Every few days — or hours — I get a phone call from a stranger, male or female, who wants to sell me a product, a plan or an idea. The caller — let's call her Sue — speaks distinctly and loudly. She may or may not apologize for taking my time, but within a few minutes she tells me her name, who she works for and the purpose of her call.
Sue doesn't mind if I have a question or two. She does not interrupt. There is no noise in the background, such as children playing or Sue's fellow workers making their own calls. Our civilized conversation is usually a pleasure, no matter how it ends. It's a dream experience.
I get maybe a dozen such phone calls in a month, or even in a year. The rest of the sales calls I receive tend to leave me asking these questions after I hang up: (1) Who ARE these people? (2) Who hires them? (3) Do they get more than an hour's training before their bosses set them loose on the public?" And so on.
I don't know the answers to those questions, but I can guess,
(1) Most of the callers were born in another continent, usually west of Hong Kong or Rio de Janeiro. They remained there until warfare or starvation drove them to find food and employment elsewhere, i.e. between Boston and Los Angeles.
They immediately took lessons in "You Wanna Speak English?
In Just Three Weeks? Sign Up Here!"
(2) At graduation they are greeted by recruiters from Half-Fast Employment Agency and other leading lights of capitalism who guarantee them $6 a week to make phone calls ten hours a day. Which sounds pretty good to many of the new applicants.
(3) Their quick training often has some holes in it. Most of the callers flunk when I ask them: "Please name the difference between shoo-fly pie and apple-pan dowdy." Or "Who was Abraham Lincoln?"
Most of the sales calls I receive are from persons with pronounced foreign accents. Which is not a crime, but makes me ask the caller to slow down and speak as carefully as possible. Some do, some don't, most can't.
Who hires these people? My guess: companies who need phone salespersons but who can't or won't pay a living wage to the persons they hire. The solution: go recruiting overseas. An exception to that rule: purebred U.S. citizens who, even at age 30 or so, cannot speak understandable English.
Or, even if they can, they are desperate for income at any level.
This nationwide assault by telephone marketers had led to a new custom for you and me. We're at home, doing any of a hundred things. The phone rings. We check the caller-ID slot. If it shows the name, phone number or other identification we don't recognize, we have a few choices.
One, let the phone ring. But this can wake the baby in the next room, or interrupt the ball game or film we're watching. Or we can pick up the phone and say "No spikka da English!" and then hang up. This often does the trick. Or we can simply bury the incoming call beneath the sofa pillow.
I'm not recommending any of these responses.

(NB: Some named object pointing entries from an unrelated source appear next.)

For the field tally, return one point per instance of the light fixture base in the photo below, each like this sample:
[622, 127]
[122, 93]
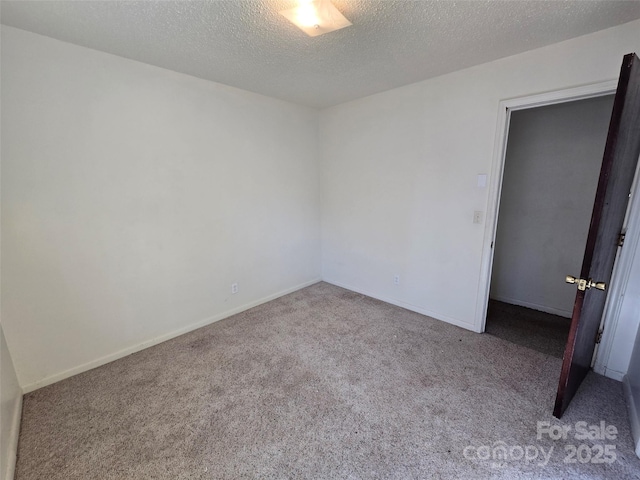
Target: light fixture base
[316, 17]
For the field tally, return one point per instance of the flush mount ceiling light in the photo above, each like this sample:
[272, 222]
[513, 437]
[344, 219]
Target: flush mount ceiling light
[316, 17]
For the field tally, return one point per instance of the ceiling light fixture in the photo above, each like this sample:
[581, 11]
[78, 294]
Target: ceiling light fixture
[316, 17]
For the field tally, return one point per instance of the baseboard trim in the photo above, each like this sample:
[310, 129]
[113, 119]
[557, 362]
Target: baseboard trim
[14, 434]
[160, 339]
[405, 305]
[634, 415]
[612, 374]
[534, 306]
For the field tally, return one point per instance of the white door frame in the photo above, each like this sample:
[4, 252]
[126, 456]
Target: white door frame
[623, 265]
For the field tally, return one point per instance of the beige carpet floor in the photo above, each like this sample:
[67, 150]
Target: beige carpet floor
[321, 384]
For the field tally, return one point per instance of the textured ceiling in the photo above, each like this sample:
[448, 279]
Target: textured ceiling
[247, 44]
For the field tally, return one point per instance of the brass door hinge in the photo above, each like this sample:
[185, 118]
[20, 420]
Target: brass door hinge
[621, 238]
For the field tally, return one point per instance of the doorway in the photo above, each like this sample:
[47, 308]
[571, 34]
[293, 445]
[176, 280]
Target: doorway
[551, 168]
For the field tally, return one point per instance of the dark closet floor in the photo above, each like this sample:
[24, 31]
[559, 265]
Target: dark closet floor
[537, 330]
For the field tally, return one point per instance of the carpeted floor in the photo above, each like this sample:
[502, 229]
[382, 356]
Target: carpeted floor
[541, 331]
[321, 384]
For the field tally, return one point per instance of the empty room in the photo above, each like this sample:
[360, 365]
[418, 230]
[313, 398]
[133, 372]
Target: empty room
[269, 238]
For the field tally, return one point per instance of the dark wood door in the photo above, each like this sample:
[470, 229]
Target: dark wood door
[616, 177]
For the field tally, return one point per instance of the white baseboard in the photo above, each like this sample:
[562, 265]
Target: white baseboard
[633, 405]
[407, 306]
[533, 306]
[10, 467]
[613, 374]
[157, 340]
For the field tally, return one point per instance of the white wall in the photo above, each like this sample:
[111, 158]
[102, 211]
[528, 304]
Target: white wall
[553, 160]
[11, 407]
[399, 170]
[132, 197]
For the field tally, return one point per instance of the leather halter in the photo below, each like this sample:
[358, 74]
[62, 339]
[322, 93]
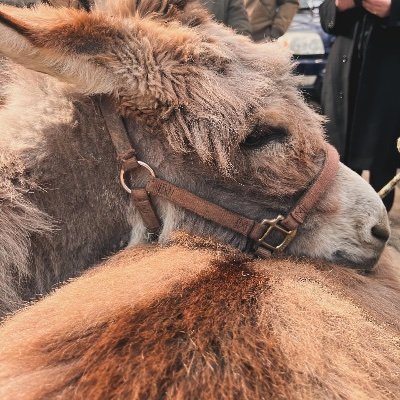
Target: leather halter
[258, 232]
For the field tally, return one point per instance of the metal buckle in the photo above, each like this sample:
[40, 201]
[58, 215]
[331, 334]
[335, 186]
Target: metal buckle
[274, 224]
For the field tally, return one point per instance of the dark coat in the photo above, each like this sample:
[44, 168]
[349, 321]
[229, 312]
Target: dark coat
[361, 90]
[230, 12]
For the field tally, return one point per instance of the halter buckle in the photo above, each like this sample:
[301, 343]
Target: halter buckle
[123, 181]
[275, 224]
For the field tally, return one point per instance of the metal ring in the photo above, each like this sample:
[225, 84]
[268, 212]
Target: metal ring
[122, 175]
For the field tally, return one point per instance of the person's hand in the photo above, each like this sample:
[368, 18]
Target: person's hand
[343, 5]
[380, 8]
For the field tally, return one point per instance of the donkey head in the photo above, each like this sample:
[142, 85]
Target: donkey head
[209, 111]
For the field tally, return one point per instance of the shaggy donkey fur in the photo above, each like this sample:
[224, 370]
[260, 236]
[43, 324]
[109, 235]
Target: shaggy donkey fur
[206, 322]
[210, 111]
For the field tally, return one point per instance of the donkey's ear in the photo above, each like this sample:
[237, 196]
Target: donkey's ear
[71, 45]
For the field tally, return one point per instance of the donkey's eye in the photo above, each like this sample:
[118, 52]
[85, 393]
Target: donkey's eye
[261, 135]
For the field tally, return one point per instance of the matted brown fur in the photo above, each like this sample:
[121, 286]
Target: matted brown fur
[204, 323]
[194, 96]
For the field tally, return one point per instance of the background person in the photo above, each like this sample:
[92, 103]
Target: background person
[361, 89]
[230, 12]
[270, 19]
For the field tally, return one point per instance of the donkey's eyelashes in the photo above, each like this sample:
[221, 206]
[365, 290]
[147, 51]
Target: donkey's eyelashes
[262, 135]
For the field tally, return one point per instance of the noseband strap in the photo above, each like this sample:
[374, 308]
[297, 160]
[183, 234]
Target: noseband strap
[257, 232]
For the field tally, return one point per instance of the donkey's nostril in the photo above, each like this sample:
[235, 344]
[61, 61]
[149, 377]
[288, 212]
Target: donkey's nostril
[381, 232]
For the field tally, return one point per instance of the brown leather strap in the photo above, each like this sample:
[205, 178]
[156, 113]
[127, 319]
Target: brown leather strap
[201, 207]
[246, 226]
[144, 205]
[313, 194]
[117, 132]
[127, 156]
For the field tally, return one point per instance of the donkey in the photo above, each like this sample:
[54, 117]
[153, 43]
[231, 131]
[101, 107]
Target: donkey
[196, 320]
[209, 111]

You probably have methods of your own. They're mostly ill-mannered, just like some of the persons who are telephoning you.
My favorite is "Please print your sale pitch and mail it to me."
Then I hang up. That usually ends things.
I will cease this kvetching right now. I admit that, to this point, I sound like a grumpy old man, which I often am. So please forgive me.
My rock-bottom attitude to telephone sales callers is sympathy, or compassion, for anyone who must — for whatever reason — spend their working hours calling strangers, hoping they will respond in civilized fashion to whatever message is scheduled for delivery.
In the old days we used to call this "stoop labor." A more honorable title, I believe, is "honest work." I've done my share of it, and will again. Meanwhile, we will all cope. Isn't that what much of life is about — coping?